WNBA players elevated the stories of Black women lost to police violence through the #SayHerName movement. They helped flip the U.S. Senate by championing Raphael Warnock in a run-off election against former Atlanta Dream minority owner Kelly Loeffler. League-wide, the efforts were considered a success.

Ogwumike, however, suffered personally. She averaged a career-low 13.3 points and 4.8 rebounds per game, missing five games because of a bad back and migraines. She said the injuries were physical manifestations of the mental stress plaguing her during the unprecedented season.

“The mental component of last year, as a human being, for all of us, it really kind of paid a toll on me being able to bring my whole self — what I know to be ‘Nnekanator’ — to the season,” Ogwumike said.

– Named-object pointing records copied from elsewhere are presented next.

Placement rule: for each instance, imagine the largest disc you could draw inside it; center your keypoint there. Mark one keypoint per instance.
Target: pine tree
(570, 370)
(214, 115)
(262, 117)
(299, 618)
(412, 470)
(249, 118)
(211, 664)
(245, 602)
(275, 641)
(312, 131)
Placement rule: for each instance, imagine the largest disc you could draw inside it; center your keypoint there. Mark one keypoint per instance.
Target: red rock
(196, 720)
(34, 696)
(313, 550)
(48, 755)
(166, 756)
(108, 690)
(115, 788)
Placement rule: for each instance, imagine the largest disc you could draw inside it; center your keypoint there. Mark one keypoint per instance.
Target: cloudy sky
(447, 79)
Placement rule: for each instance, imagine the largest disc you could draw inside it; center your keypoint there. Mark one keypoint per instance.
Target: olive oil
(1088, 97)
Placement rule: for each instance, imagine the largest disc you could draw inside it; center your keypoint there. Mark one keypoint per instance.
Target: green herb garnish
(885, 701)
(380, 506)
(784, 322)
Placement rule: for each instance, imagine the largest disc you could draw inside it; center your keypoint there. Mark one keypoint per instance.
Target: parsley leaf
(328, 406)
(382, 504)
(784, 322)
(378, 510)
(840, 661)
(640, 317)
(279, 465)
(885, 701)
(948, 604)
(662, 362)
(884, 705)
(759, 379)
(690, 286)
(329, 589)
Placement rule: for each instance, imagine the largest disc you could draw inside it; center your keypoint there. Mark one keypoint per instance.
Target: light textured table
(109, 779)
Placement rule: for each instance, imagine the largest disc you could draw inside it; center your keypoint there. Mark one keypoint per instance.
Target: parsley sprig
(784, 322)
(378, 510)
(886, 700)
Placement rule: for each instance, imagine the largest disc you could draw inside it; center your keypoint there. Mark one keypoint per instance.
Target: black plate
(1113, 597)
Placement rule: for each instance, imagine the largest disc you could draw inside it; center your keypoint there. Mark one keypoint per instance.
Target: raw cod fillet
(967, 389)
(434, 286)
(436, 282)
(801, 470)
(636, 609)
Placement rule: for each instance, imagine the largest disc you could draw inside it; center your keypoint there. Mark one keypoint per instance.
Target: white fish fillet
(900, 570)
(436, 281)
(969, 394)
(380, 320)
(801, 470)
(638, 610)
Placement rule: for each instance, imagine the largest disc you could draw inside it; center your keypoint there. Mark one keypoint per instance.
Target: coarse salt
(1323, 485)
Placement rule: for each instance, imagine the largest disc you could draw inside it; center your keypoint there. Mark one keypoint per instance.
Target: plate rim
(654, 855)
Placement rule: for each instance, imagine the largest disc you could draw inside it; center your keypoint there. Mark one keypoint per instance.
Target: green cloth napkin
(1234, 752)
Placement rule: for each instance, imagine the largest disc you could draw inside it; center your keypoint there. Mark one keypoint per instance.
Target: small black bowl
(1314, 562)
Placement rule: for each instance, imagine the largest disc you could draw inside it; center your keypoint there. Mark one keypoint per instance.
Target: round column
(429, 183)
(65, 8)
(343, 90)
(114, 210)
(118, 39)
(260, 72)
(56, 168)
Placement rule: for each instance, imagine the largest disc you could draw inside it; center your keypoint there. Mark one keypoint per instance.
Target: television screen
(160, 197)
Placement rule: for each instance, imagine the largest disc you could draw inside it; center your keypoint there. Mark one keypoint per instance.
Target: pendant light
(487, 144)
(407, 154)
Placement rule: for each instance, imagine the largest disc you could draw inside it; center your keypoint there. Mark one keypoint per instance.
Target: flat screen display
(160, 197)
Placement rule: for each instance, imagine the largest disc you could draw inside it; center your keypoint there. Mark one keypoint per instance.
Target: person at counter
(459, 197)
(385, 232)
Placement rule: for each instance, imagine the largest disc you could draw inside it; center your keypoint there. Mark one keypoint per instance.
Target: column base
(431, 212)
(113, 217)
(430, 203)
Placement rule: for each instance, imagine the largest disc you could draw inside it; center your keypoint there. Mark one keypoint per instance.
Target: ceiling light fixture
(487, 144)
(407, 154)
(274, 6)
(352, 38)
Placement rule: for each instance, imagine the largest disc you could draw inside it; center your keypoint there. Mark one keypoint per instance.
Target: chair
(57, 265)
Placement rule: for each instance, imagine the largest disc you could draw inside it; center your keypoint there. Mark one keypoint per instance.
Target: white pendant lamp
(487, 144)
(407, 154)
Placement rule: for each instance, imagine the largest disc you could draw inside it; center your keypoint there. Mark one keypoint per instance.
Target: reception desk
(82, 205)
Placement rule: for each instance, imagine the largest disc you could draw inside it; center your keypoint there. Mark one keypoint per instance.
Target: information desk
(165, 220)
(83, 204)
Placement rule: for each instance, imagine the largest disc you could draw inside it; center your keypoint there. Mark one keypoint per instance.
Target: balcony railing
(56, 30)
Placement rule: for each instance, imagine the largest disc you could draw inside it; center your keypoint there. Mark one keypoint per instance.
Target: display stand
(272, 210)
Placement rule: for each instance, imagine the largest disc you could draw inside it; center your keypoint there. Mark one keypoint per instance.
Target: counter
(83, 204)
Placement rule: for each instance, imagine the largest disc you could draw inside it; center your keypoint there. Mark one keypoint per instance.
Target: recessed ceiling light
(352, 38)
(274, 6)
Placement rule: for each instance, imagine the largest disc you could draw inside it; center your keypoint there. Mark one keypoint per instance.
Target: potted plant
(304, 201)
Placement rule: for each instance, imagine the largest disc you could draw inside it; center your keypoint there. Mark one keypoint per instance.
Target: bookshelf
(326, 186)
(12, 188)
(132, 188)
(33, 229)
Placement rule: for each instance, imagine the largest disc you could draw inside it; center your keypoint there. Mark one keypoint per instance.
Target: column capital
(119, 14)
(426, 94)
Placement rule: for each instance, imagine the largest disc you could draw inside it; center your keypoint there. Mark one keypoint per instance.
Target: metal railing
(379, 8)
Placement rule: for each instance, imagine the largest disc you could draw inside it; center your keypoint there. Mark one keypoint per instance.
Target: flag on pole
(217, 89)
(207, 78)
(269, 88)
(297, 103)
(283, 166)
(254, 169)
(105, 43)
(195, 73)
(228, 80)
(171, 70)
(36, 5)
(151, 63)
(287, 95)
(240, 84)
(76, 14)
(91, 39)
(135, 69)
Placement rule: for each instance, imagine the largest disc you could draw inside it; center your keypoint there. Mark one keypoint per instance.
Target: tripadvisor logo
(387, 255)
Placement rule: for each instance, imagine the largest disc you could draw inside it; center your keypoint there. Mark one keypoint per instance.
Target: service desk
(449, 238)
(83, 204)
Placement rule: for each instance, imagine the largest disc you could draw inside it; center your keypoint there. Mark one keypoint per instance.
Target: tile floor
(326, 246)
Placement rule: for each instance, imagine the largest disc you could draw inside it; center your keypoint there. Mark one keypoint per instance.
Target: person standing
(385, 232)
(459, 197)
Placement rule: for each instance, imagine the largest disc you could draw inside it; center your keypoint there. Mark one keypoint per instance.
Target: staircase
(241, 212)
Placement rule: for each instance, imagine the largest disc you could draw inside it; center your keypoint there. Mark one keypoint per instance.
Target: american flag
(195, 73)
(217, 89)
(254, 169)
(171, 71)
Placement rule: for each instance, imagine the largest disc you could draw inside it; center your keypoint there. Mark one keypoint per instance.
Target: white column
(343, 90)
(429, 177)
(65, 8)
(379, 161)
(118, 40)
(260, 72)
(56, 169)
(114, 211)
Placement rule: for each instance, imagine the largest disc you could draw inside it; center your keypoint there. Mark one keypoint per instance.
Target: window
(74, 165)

The Nnekanator hit reset this season. Ogwumike said she was feeling refreshed after setting stricter boundaries to safeguard her mental health. Fisher noted how much more energy the forward had during training camp compared with when she arrived in Bradenton last year.

When Ogwumike is firing on all cylinders, she attacks with ruthless efficiency on the court. Her 66.5% shooting from the field in 2016 was the second-best for a single season in WNBA history.

As the team’s focal point, Ogwumike will be tasked with showing a wider skill set to “find ways to be even more dominant on the court,” Fisher said, including being a primary playmaker and facilitator in big moments.

“She’s played next to a lot of great players, and she’s fit in seamlessly in that way, but this is now an opportunity for her to take more of a leadership role in terms of her performance night in and night out,” Fisher said. “It’s been great for years; there’s still room to grow.”

In his first year as general manager — in addition to his head coach responsibilities — Fisher had to rebuild the roster when his plans to retain Parker and point guard Chelsea Gray during free agency fell through. Parker ended her 14-year tenure with the Sparks by joining her hometown Chicago Sky. Gray went to Las Vegas, which is now a championship favorite.

Fisher surrounded Ogwumike with versatile guards, athletic defenders and three-point shooters. Guard Erica Wheeler shot a career-best 38.4% from three-point range in 2019 with the Indiana Fever and signed as a free agent this season, knowing that she and Ogwumike could become a lethal pick-and-roll combination.

From watching Ogwumike lead all the WNBA players to now getting to share the court with her every day in practice, Wheeler has eagerly followed Ogwumike’s lead in L.A.

“Her energy just bounces all through the gym,” Wheeler said. “Even [when] you’re having moments like, ‘I'm struggling, I need to get through it,’ just look at Nneka. She just gives you that extra boost because she’s nonstop.”